/bigdata-docker

Docker images for Open Source bigdata/hadoop projects

Primary LanguageShellApache License 2.0Apache-2.0

Repository has been moved to https://flokkr.github.io










Docker images for Open Source bigdata/hadoop projects

This is the umbrella project for all of my docker images related to Apache Hadoop and other bigdata related Apache and non-apache projects.

The docker images are in separated repository:

name function
bigdata-base Special image contains base packages and the config loading scripts
docker-hadoop Apache Hadoop components (hdfs/yarn)
docker-spark Apache Spark
docker-zeppelin Apache Zeppelin
docker-zookeeper Apache Zookeeper
docker-kafka Apache Kafka
docker-hbase Apache HBase
docker-phoenix Apache Phoenix
docker-livy Cloudera Livy
docker-hive (experimental) Apache Hive
docker-storm Apache Storm
krb5 (for development only) MIT kerberos server
docker-consul-composer Special image to dynamically start compose containers based on docker-compose in a Consul server

All of the docker images contains the component extracted from the open source distribution and some advanced configuration loading mechanism.

Currently there are two main configuration use cases:

  • For using local docker-compose files we use the envtoconf utility which converts environment variables to configuration files according to the naming convention. (eg. CORE-SITE.XML_fs.default.name="hdfs://localhost:9000" will be converted to a well formed hadoop xml configuration)
  • For using a multi host environment we use the consul-launcher which downloads the configuration from consul and launch the specific starter. (It also listens to the changes and restart the process similar to the consul-template)

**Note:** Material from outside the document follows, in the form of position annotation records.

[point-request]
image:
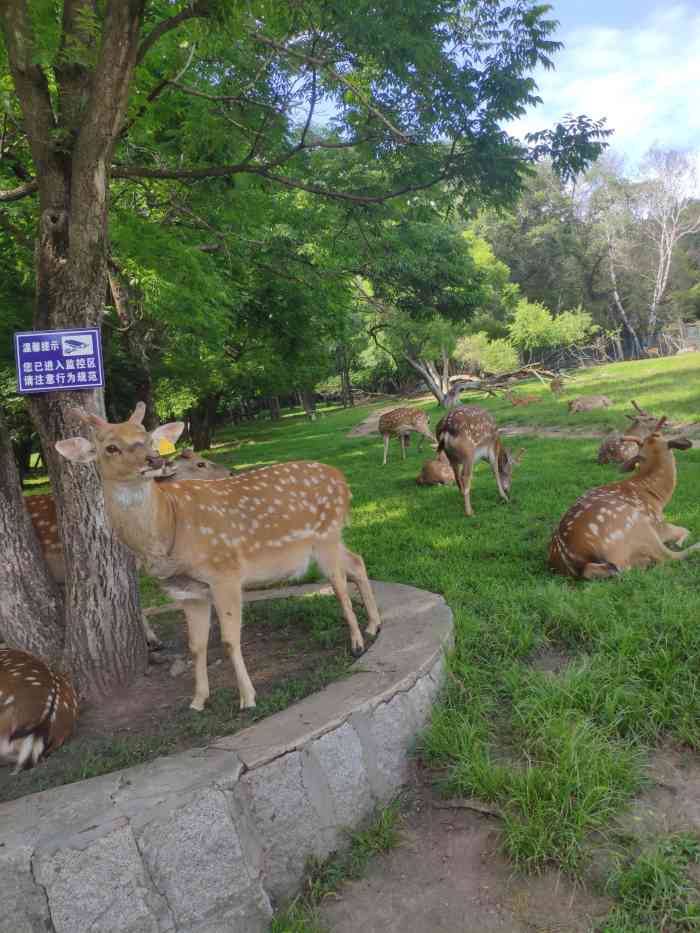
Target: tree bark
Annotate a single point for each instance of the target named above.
(31, 608)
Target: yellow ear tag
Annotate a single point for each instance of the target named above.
(165, 447)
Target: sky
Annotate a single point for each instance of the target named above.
(636, 62)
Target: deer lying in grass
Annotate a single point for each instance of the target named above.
(437, 472)
(38, 708)
(588, 403)
(42, 511)
(469, 434)
(615, 449)
(520, 399)
(621, 525)
(205, 541)
(400, 423)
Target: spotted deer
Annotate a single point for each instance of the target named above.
(437, 472)
(588, 403)
(469, 434)
(615, 449)
(42, 511)
(400, 423)
(38, 709)
(205, 541)
(621, 525)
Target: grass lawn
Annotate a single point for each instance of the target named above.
(562, 754)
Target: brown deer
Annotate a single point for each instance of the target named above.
(205, 541)
(38, 709)
(614, 449)
(621, 525)
(469, 434)
(588, 403)
(437, 472)
(42, 511)
(400, 423)
(520, 399)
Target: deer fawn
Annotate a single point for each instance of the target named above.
(400, 423)
(205, 541)
(469, 434)
(621, 525)
(38, 708)
(588, 403)
(614, 449)
(42, 511)
(437, 472)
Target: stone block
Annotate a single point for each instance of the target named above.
(102, 886)
(195, 858)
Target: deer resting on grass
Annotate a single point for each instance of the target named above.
(469, 434)
(615, 449)
(42, 511)
(38, 709)
(400, 423)
(205, 540)
(437, 472)
(621, 525)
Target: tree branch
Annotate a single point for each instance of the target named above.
(197, 10)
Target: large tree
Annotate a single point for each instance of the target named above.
(203, 92)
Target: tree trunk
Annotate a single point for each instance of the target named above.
(31, 608)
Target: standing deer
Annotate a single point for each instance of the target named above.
(588, 403)
(400, 423)
(437, 472)
(621, 525)
(205, 541)
(42, 511)
(615, 449)
(38, 709)
(469, 434)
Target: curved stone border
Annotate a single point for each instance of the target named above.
(206, 841)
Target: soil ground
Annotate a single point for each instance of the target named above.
(448, 876)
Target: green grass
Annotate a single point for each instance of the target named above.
(324, 879)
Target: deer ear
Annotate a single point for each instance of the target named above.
(168, 432)
(630, 464)
(76, 449)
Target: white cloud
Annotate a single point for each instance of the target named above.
(644, 78)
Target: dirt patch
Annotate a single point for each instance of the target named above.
(448, 875)
(292, 647)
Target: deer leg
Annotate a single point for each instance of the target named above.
(227, 599)
(198, 615)
(330, 559)
(355, 569)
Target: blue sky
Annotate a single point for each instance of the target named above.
(636, 62)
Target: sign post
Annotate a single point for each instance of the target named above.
(59, 360)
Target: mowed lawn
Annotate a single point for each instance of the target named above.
(560, 754)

There is also a simple python tool to upload configuration (the consul directory of this repository) to the consul (only required if consul is used for configuration management).

This repository contains example cluster configuration, using different ways to configure (environment variables, consul, spring config server) and provision (docker-compose, ansible, consul-composer) the products

Examples

directory configuration type docker container starter provisioning cluster type network (*)
simple environment variables docker-compose local Using host network
compose environment variables docker-compose local Using dedicated docker network
consul consul consul-composer (docker-compose) consul-compose(+ansible) local/cluster Using host network
ansible environment variables docker (ansible module) ansible cluster Using host network
  • Host network is not a limitation just the example uses this simplified approach.

Locally with host network and docker-compose

This is the most simple option. All of the application will use the network of the localhost and the default ports will be available on the localhost. See the simple subdirectory for the docker-compose file of this option.